Zhonghua Yi Xue Yi Chuan Xue Za Zhi. 2023 Apr 10;40(4):413-418. doi: 10.3760/cma.j.cn511374-20220520-00341.
To analyze the clinical phenotype and genetic variants of a child suspected for mitochondrial F-S disease.
A child with mitochondrial F-S disease who visited Department of Neurology, Hunan Provincial children's Hospital on November 5, 2020 was selected as research subject of this study. Clinical data of the child was collected. The child was subjected to whole exome sequencing (WES). Bioinformatics tools were used to analyze the pathogenic variants. Candidate variants were verified by Sanger sequencing of the child and her parents.

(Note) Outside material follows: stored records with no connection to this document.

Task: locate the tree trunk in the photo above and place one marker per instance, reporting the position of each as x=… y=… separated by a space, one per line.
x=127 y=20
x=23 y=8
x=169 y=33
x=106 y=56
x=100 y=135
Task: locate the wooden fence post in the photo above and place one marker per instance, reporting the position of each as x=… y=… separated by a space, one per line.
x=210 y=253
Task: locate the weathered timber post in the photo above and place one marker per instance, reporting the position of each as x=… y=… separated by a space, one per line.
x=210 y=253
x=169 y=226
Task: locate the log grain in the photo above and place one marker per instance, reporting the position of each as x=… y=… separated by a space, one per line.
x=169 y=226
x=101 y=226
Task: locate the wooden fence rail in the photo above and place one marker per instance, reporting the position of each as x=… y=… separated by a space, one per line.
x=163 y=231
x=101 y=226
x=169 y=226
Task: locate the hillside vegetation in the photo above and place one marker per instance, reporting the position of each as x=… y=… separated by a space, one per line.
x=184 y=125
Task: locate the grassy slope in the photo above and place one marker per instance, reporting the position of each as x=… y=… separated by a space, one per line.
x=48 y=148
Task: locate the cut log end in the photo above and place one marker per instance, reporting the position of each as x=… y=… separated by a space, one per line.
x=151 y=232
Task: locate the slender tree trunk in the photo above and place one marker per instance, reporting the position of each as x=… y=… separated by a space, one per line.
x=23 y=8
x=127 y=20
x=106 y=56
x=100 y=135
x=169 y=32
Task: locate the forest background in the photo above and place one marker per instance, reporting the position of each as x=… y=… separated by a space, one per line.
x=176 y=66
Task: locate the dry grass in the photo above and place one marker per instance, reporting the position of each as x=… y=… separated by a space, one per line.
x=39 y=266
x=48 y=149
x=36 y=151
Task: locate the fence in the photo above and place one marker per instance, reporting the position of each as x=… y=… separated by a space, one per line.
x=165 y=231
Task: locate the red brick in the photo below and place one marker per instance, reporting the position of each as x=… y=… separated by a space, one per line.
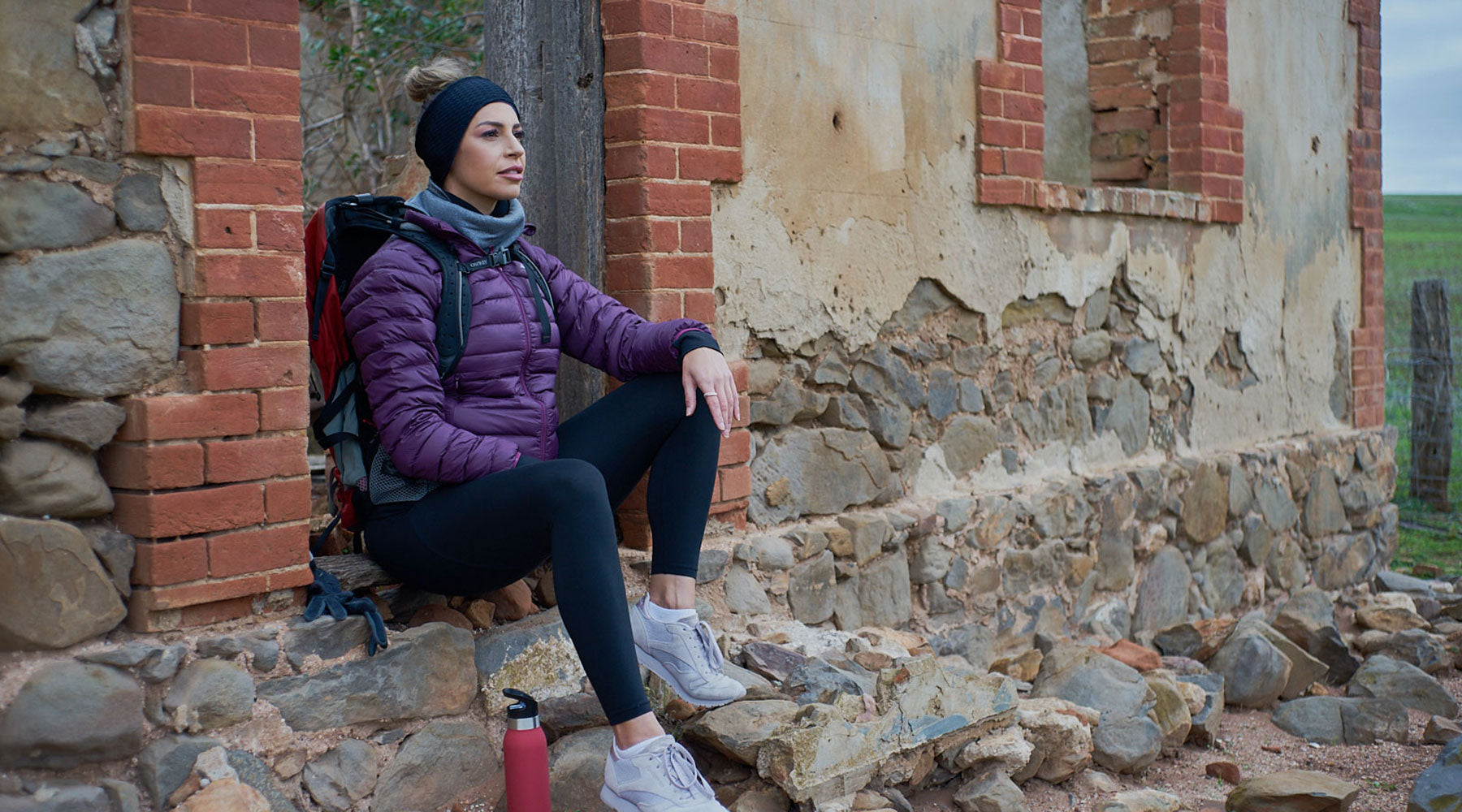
x=1023 y=107
x=992 y=102
x=184 y=417
x=657 y=305
x=628 y=274
x=288 y=500
x=274 y=47
x=208 y=614
x=667 y=199
x=1023 y=162
x=705 y=27
x=654 y=53
x=681 y=272
x=708 y=94
x=183 y=513
x=650 y=123
x=224 y=228
x=639 y=161
x=268 y=184
x=725 y=130
x=190 y=38
x=162 y=130
x=1116 y=50
x=278 y=139
x=992 y=161
x=1122 y=98
x=215 y=323
x=268 y=11
x=1005 y=192
x=153 y=468
x=161 y=84
x=281 y=409
x=701 y=305
x=281 y=320
x=736 y=449
x=279 y=230
x=641 y=234
x=1120 y=120
x=257 y=457
x=736 y=482
x=999 y=75
x=246 y=91
x=711 y=164
x=248 y=275
x=635 y=16
x=725 y=63
x=626 y=89
x=255 y=551
x=997 y=132
x=249 y=367
x=1021 y=50
x=694 y=235
x=170 y=563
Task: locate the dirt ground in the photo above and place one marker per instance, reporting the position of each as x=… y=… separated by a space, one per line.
x=1385 y=771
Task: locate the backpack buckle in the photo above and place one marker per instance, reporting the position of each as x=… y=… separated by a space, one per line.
x=499 y=256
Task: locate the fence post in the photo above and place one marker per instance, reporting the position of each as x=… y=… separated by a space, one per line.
x=1430 y=393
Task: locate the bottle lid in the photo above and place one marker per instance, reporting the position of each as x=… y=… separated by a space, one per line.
x=526 y=707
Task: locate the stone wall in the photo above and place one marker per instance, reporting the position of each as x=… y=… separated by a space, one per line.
x=89 y=239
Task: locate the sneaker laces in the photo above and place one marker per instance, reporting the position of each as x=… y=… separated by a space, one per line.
x=681 y=771
x=708 y=646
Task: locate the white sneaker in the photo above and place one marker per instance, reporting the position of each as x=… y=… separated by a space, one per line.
x=686 y=656
x=660 y=777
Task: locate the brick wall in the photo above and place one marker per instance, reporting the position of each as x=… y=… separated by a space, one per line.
x=1367 y=340
x=211 y=475
x=672 y=127
x=1127 y=78
x=1140 y=113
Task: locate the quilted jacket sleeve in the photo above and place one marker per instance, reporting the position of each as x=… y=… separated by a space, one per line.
x=391 y=320
x=604 y=333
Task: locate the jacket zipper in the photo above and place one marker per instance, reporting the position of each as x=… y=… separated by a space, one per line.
x=522 y=371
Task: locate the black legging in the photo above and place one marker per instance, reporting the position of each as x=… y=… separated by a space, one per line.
x=486 y=533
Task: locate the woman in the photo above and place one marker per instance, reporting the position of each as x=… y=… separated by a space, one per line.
x=480 y=484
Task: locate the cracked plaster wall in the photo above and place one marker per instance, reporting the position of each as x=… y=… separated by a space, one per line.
x=860 y=177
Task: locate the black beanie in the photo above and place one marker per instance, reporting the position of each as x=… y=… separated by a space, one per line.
x=448 y=115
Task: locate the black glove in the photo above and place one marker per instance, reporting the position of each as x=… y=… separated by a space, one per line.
x=328 y=596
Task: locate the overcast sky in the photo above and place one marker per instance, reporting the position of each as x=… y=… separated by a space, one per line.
x=1421 y=95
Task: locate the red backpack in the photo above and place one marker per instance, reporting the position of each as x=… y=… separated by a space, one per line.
x=340 y=239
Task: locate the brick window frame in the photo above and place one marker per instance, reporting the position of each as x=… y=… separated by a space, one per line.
x=1202 y=133
x=1369 y=339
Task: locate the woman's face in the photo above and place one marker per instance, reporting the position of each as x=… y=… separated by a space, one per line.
x=489 y=164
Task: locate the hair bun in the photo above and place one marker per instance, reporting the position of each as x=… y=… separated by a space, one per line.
x=427 y=80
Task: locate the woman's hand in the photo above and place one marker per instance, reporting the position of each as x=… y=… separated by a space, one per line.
x=705 y=369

WES revealed that the child has harbored compound heterozygous variants of the FDXR gene, namely c.310C>T (p.R104C) and c.235C>T (p.R79C), which were inherited from her father and mother, respectively. Neither variant has been reported in HGMD, PubMed, 1000 Genomes, and dbSNP databases. Both of the variants have been suggested as deleterious according to the prediction results from different bioinformatics analysis software.
Mitochondrial diseases should be suspected for patients with multiple system involvement. The compound heterozygous variants of the FDXR gene probably underlay the disease in this child. Above finding has enriched the spectrum of FDXR gene mutations underlying mitochondrial F-S disease. WES can facilitate the diagnosis of mitochondrial F-S disease at the molecular level.

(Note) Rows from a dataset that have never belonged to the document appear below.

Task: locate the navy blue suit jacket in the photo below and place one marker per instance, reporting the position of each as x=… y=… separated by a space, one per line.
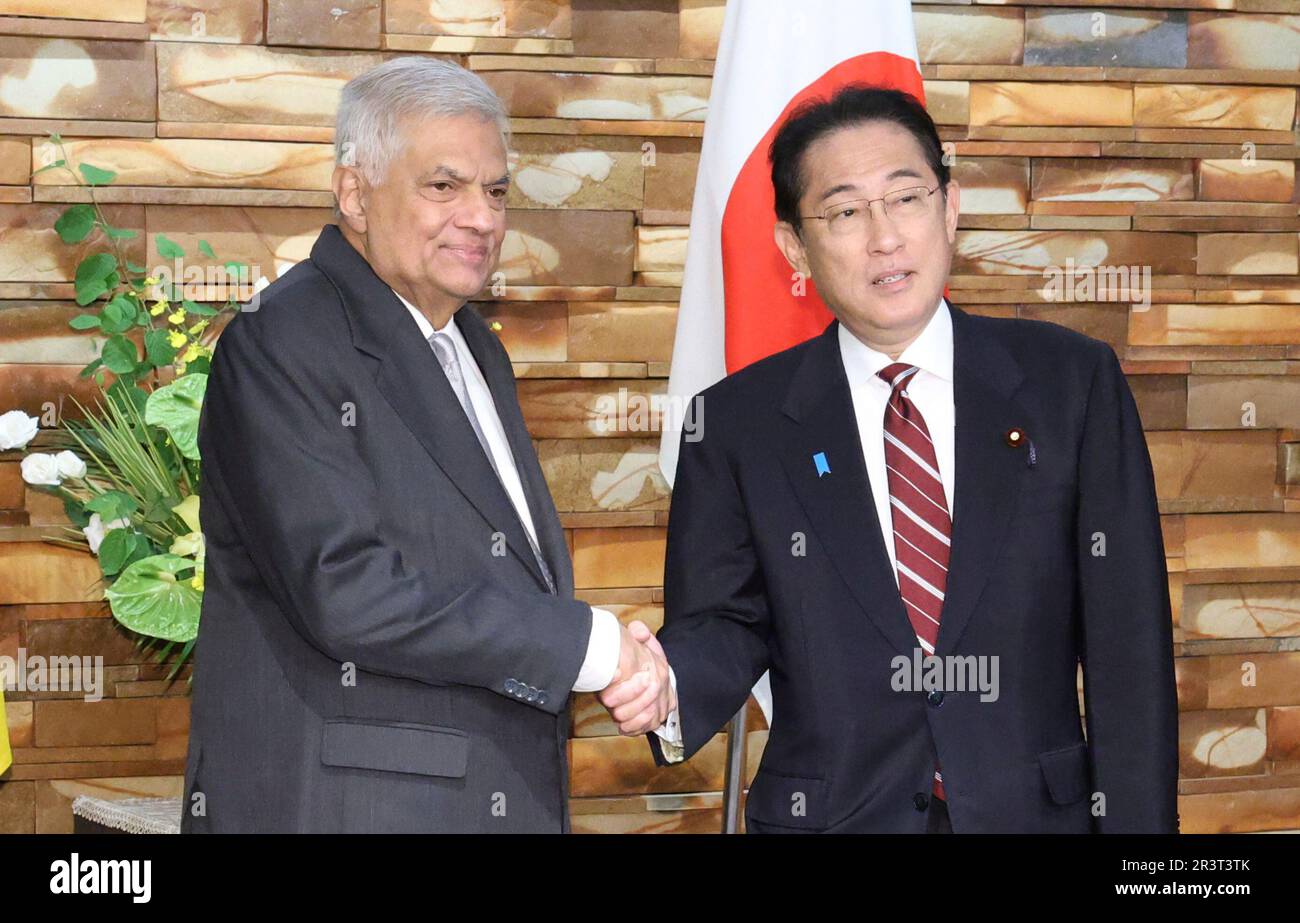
x=1054 y=563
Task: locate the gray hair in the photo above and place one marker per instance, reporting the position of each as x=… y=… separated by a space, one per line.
x=375 y=104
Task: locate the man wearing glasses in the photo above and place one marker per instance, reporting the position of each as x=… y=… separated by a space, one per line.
x=922 y=523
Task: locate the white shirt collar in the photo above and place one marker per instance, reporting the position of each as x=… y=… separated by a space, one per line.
x=425 y=326
x=931 y=351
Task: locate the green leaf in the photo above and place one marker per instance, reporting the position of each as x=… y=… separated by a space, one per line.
x=89 y=291
x=76 y=224
x=168 y=248
x=96 y=265
x=120 y=547
x=120 y=355
x=112 y=505
x=157 y=350
x=176 y=408
x=92 y=277
x=118 y=315
x=159 y=511
x=76 y=512
x=95 y=176
x=148 y=598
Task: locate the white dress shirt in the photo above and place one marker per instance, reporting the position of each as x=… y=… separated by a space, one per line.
x=602 y=645
x=931 y=390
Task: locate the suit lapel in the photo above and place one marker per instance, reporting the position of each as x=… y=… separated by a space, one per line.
x=408 y=376
x=840 y=503
x=989 y=473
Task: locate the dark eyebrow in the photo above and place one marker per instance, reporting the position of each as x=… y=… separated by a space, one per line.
x=836 y=190
x=852 y=187
x=904 y=172
x=442 y=170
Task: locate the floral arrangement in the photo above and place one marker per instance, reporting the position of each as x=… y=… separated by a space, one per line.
x=128 y=469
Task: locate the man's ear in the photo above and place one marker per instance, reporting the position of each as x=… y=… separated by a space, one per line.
x=952 y=208
x=791 y=245
x=350 y=193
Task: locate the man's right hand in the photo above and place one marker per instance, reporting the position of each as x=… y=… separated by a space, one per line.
x=640 y=697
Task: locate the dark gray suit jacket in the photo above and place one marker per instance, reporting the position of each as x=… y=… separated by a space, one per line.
x=378 y=650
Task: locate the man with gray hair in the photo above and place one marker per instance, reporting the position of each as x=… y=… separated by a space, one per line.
x=389 y=633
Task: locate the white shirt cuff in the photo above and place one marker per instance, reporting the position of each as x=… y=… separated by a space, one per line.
x=670 y=732
x=602 y=653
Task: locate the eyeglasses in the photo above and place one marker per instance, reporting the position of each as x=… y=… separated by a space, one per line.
x=852 y=217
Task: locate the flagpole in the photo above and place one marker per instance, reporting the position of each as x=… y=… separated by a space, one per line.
x=735 y=780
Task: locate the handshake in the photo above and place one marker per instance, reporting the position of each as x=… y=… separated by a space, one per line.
x=640 y=697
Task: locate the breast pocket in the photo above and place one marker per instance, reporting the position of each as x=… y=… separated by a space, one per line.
x=1047 y=498
x=1066 y=772
x=424 y=749
x=791 y=802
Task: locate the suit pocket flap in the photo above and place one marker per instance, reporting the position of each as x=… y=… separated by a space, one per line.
x=1066 y=772
x=787 y=801
x=395 y=748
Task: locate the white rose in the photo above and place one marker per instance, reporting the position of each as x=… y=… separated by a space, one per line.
x=40 y=468
x=17 y=429
x=96 y=529
x=70 y=466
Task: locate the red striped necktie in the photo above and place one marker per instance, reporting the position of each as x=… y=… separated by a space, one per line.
x=922 y=527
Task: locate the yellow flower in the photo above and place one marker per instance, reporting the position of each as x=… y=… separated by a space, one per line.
x=187 y=545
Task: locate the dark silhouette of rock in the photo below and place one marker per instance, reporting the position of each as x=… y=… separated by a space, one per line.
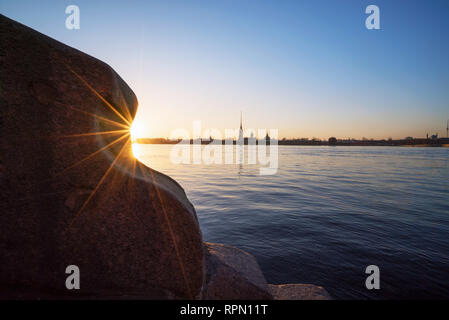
x=232 y=273
x=299 y=292
x=74 y=199
x=73 y=194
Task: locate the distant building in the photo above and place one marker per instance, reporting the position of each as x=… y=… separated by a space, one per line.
x=241 y=140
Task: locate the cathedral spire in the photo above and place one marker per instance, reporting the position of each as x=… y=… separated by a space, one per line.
x=241 y=127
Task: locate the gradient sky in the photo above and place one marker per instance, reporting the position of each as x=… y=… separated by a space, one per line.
x=308 y=68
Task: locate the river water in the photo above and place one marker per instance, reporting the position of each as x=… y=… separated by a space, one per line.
x=328 y=213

分析一名疑似线粒体F-S病患儿的临床表型和基因变异。
选取一名于2020年11月5日就诊于湖南省儿童医院神经内科的线粒体F-S病患儿作为本研究的研究对象。收集该患儿的临床资料。对该患儿进行全外显子组测序(WES)。使用生物信息学工具分析致病变异。通过对患儿及其父母进行Sanger测序验证候选变异。
WES显示该患儿携带FDXR基因的复合杂合变异,即c.310C>T(p.R104C)和c.235C>T(p.R79C),分别遗传自其父亲和母亲。HGMD、PubMed、千人基因组和dbSNP数据库中均未报道过这两种变异。根据不同生物信息学分析软件的预测结果,这两种变异均被认为是有害的。
对于有多系统受累的患者应怀疑线粒体疾病。FDXR基因的复合杂合变异可能是该患儿疾病的病因。上述发现丰富了线粒体F-S病潜在的FDXR基因突变谱。WES有助于在分子水平上诊断线粒体F-S病。